The purveyors of Limbo, one of gaming’s most minimalist masterpieces, have returned to form with Inside, a creepy and compelling side-scrolling puzzle-platformer that tracks a young boy who climbs through a fence and wends his way deeper and deeper into a disturbing mystery that involves a shadowy science project and mass-population mind control.
Inside, like Limbo, is a completely dialogue- and text-free experience. As you lope through one unsettling landscape after another — from spectral corn fields to claustrophobic warehouses filled with malevolent tech and rooftops linked by boards that always seem on the verge of splintering — each sound is like a startling gunshot, a jump-scare without the ghoul. Even during the stretches where the threats aren’t imminent, the air’s thick with tension and anticipation.
The puzzles seem simple since there’s not that much to interact with on the screen, but they’re deceptively insidious. Some of the best ones involve creepy headpiece interfaces that allow you to animate and command groups of human husks who can move objects or solve puzzles you can’t reach. Yep, it’s exactly as creepy as it sounds.
The specter of death is as sudden, shocking and silent as it was in Limbo. Failing to react quickly enough to environmental cues or getting discovered at the wrong moment can lead to some pretty gruesome results, and while there aren’t bear traps and spiders this time around, it’s still disquieting to see your youthful avatar getting, say, his throat ripped out by an attack dog or dragged away by the coils of a soulless robot. (At least this time, the kid can swim; in Limbo, our protagonist drowned at the mere sight of water.)

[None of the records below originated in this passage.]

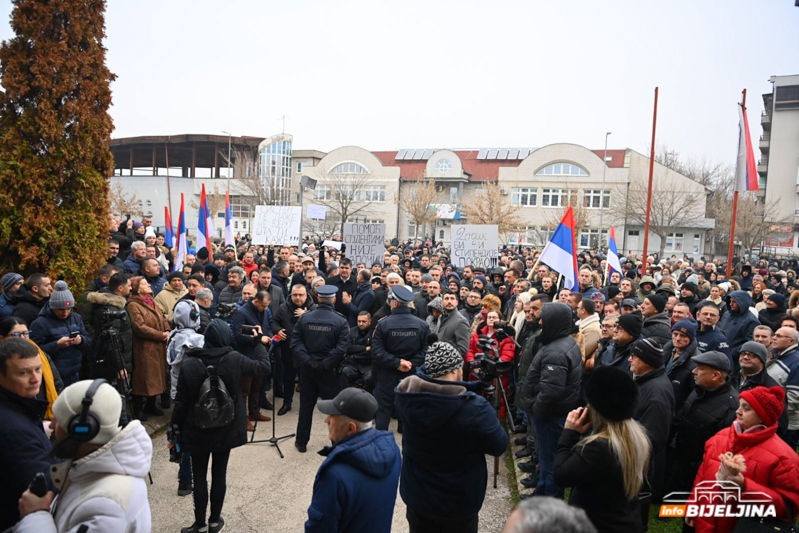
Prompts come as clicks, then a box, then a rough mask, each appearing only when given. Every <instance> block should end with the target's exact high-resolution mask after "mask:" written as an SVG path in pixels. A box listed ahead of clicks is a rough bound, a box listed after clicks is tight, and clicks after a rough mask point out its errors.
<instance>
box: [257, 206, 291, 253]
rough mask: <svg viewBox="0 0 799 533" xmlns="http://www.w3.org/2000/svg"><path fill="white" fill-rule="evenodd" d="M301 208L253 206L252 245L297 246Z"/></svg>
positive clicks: (286, 206)
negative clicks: (263, 244)
mask: <svg viewBox="0 0 799 533" xmlns="http://www.w3.org/2000/svg"><path fill="white" fill-rule="evenodd" d="M301 222H302V207H299V206H283V205H257V206H255V219H254V221H253V225H252V243H253V244H256V245H260V244H266V245H268V244H272V245H285V246H299V245H300V225H301Z"/></svg>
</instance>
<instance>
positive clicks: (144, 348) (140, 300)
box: [128, 296, 169, 396]
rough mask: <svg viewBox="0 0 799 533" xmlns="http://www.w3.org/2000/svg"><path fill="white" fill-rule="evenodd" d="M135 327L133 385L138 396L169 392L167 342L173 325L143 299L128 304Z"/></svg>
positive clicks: (131, 316)
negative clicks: (166, 378) (167, 333)
mask: <svg viewBox="0 0 799 533" xmlns="http://www.w3.org/2000/svg"><path fill="white" fill-rule="evenodd" d="M128 314H129V315H130V324H131V327H132V328H133V382H132V384H131V389H132V392H133V394H134V395H135V396H155V395H157V394H161V393H162V392H164V391H165V390H166V341H165V340H164V332H165V331H169V323H167V321H166V318H164V316H163V315H162V314H161V311H159V310H158V309H157V308H156V307H150V306H149V305H147V304H146V303H145V302H144V301H143V300H142V299H141V298H140V297H139V296H132V297H131V298H130V301H129V302H128Z"/></svg>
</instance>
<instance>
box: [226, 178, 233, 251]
mask: <svg viewBox="0 0 799 533" xmlns="http://www.w3.org/2000/svg"><path fill="white" fill-rule="evenodd" d="M228 244H233V245H235V244H234V242H233V215H232V213H231V211H230V191H225V246H227V245H228Z"/></svg>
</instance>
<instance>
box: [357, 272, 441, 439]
mask: <svg viewBox="0 0 799 533" xmlns="http://www.w3.org/2000/svg"><path fill="white" fill-rule="evenodd" d="M388 299H389V302H390V306H391V315H389V316H387V317H385V318H384V319H382V320H381V321H380V322H378V323H377V327H376V328H375V335H374V338H373V339H372V350H371V351H372V359H373V360H374V363H375V364H376V365H377V367H378V369H379V370H378V373H377V381H376V384H375V398H377V405H378V408H377V418H376V424H375V427H377V429H383V430H386V429H388V423H389V422H390V421H391V413H392V411H393V410H394V389H395V388H396V387H397V384H398V383H399V382H400V381H402V380H403V379H405V378H406V377H408V376H410V375H411V374H412V373H414V372H415V371H416V368H417V367H419V366H422V365H423V364H424V355H425V352H426V351H427V336H428V335H430V327H429V326H428V325H427V322H425V321H424V320H421V319H419V318H417V317H415V316H413V314H412V313H411V311H412V309H411V308H410V307H409V304H410V303H411V302H412V301H413V292H411V290H410V289H409V288H407V287H404V286H402V285H395V286H394V287H392V288H391V292H389V295H388Z"/></svg>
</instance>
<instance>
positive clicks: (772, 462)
mask: <svg viewBox="0 0 799 533" xmlns="http://www.w3.org/2000/svg"><path fill="white" fill-rule="evenodd" d="M739 402H740V405H739V407H738V410H737V411H736V412H735V415H736V418H735V421H734V422H733V423H732V426H730V427H729V428H727V429H722V430H721V431H719V432H718V433H716V434H715V435H714V436H713V437H712V438H711V439H710V440H708V441H707V443H706V444H705V456H704V459H703V461H702V465H701V466H700V467H699V472H698V473H697V474H696V480H695V481H694V488H693V494H692V496H691V502H699V500H698V497H699V496H698V493H699V492H698V488H699V484H700V483H702V482H708V481H709V482H714V481H717V480H718V481H731V482H733V483H735V484H736V485H738V487H740V491H741V493H744V492H760V493H765V494H767V495H768V496H769V497H771V500H772V503H773V505H774V507H775V510H776V514H777V519H779V520H782V521H784V522H787V521H788V520H789V512H788V509H787V507H786V502H787V503H790V505H791V507H792V508H793V511H792V513H793V518H794V519H795V518H796V512H797V509H799V457H797V455H796V451H794V450H792V449H791V448H790V446H788V445H787V444H785V442H784V441H783V440H782V439H781V438H779V437H778V436H777V435H776V432H777V421H778V420H779V418H780V415H781V414H782V410H783V406H784V402H785V391H783V389H782V388H781V387H771V388H770V389H767V388H766V387H755V388H754V389H751V390H748V391H744V392H742V393H741V394H740V395H739ZM727 452H730V453H732V454H733V456H732V457H730V456H725V457H724V458H723V459H722V458H721V456H722V455H724V454H726V453H727ZM722 463H723V464H722ZM744 497H745V496H744ZM761 498H762V496H761ZM699 504H700V505H709V504H706V503H705V502H704V501H702V502H700V503H699ZM717 504H719V502H716V501H714V502H712V505H717ZM733 504H734V502H733V501H732V500H731V501H727V502H724V505H731V506H732V509H733V512H735V506H734V505H733ZM766 505H768V504H766ZM700 514H701V513H700ZM738 520H739V519H738V518H735V517H727V516H723V517H704V516H701V517H696V518H686V519H685V522H686V524H688V525H689V526H690V525H693V526H694V527H695V528H696V531H697V532H699V533H704V532H707V533H711V532H712V533H724V532H731V531H733V529H734V528H735V524H736V522H737V521H738Z"/></svg>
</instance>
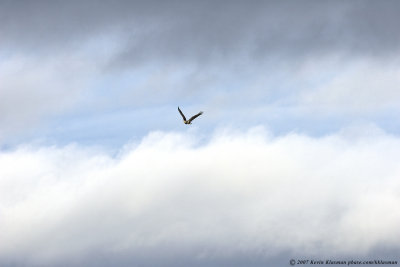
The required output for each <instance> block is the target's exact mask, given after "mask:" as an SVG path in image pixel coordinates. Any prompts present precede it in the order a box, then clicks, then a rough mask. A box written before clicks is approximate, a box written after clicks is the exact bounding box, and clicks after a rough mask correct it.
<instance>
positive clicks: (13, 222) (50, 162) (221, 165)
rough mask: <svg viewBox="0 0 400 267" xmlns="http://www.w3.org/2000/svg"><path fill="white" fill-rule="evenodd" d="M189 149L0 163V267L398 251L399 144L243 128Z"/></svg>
mask: <svg viewBox="0 0 400 267" xmlns="http://www.w3.org/2000/svg"><path fill="white" fill-rule="evenodd" d="M195 138H196V136H195V134H194V133H192V134H188V133H186V134H181V133H165V132H164V133H163V132H154V133H151V134H149V135H148V136H146V137H145V138H144V139H143V140H142V141H141V142H140V143H137V144H133V145H129V146H126V147H125V149H124V150H123V151H121V153H120V154H119V155H118V156H116V157H110V156H109V155H108V154H106V153H102V152H100V151H98V150H94V149H89V148H84V147H80V146H67V147H36V148H35V147H30V146H21V147H20V148H18V149H15V150H13V151H9V152H1V154H0V165H1V166H2V168H1V169H0V191H1V192H0V216H1V220H0V231H1V233H2V237H1V240H2V241H1V243H0V263H2V264H10V265H13V264H17V265H18V264H22V265H24V266H35V265H38V266H54V265H57V266H63V264H64V265H70V264H74V265H75V266H115V265H116V264H117V265H120V266H123V265H126V266H132V265H143V266H157V265H160V266H161V265H162V266H166V265H170V266H176V265H177V264H178V265H179V264H184V265H187V264H189V265H190V266H221V264H222V265H223V264H228V265H232V266H251V265H252V264H253V265H254V266H260V265H262V266H272V265H273V264H271V262H272V260H274V261H276V262H275V263H277V264H278V265H282V264H285V265H286V264H287V262H288V260H289V259H290V257H291V256H293V255H299V256H303V257H323V258H330V257H336V258H340V257H342V258H343V257H345V256H346V257H351V258H357V257H358V258H361V257H365V256H368V255H372V252H373V251H374V250H376V249H377V248H379V247H380V246H381V245H382V244H385V250H386V251H389V250H393V251H395V250H396V249H398V248H399V246H400V243H399V240H398V239H397V236H398V234H399V228H398V225H399V223H400V212H399V210H398V206H399V204H400V183H399V180H398V177H399V175H400V169H399V167H398V158H399V156H400V155H399V151H400V141H399V139H398V138H397V137H393V136H390V135H387V134H385V133H384V132H382V131H380V130H379V129H378V130H376V129H375V130H374V129H373V128H365V129H362V130H360V129H358V128H357V129H356V132H354V129H353V130H346V131H343V132H341V133H337V134H334V135H330V136H326V137H323V138H311V137H308V136H305V135H298V134H290V135H286V136H282V137H273V136H271V135H270V134H268V132H266V131H265V130H264V129H263V128H253V129H251V130H249V131H248V132H246V133H232V132H231V131H222V132H216V133H215V134H214V137H213V138H211V139H210V140H209V141H208V142H207V143H206V144H203V145H202V144H199V143H198V142H197V141H196V140H195ZM282 255H283V256H282ZM380 255H382V254H380ZM395 255H396V254H393V255H391V257H393V256H395ZM60 264H61V265H60ZM235 264H236V265H235ZM13 266H14V265H13Z"/></svg>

Inside benefits from the same effect that helped entertainment franchise entrants like Jurassic World and The Force Awakens reconnect. Limbo debuted as an Xbox Live game six years ago, and even though it’s spent the intervening time infiltrating the other gaming platforms, our nostalgia for its unique blend of deep atmosphere and simple gameplay couldn’t be keener.
At about three hours — maybe more if you replay to score the alternate ending — Inside seems like a prime target for the crowd who’s always raging about content, price point and value. I’d argue this is a perfect confluence of all three. It’s also one of the best gaming experiences of the year, and we’re scarcely halfway home.
Inside, from Playdead Games, is available for Xbox One and PC and costs $19.99.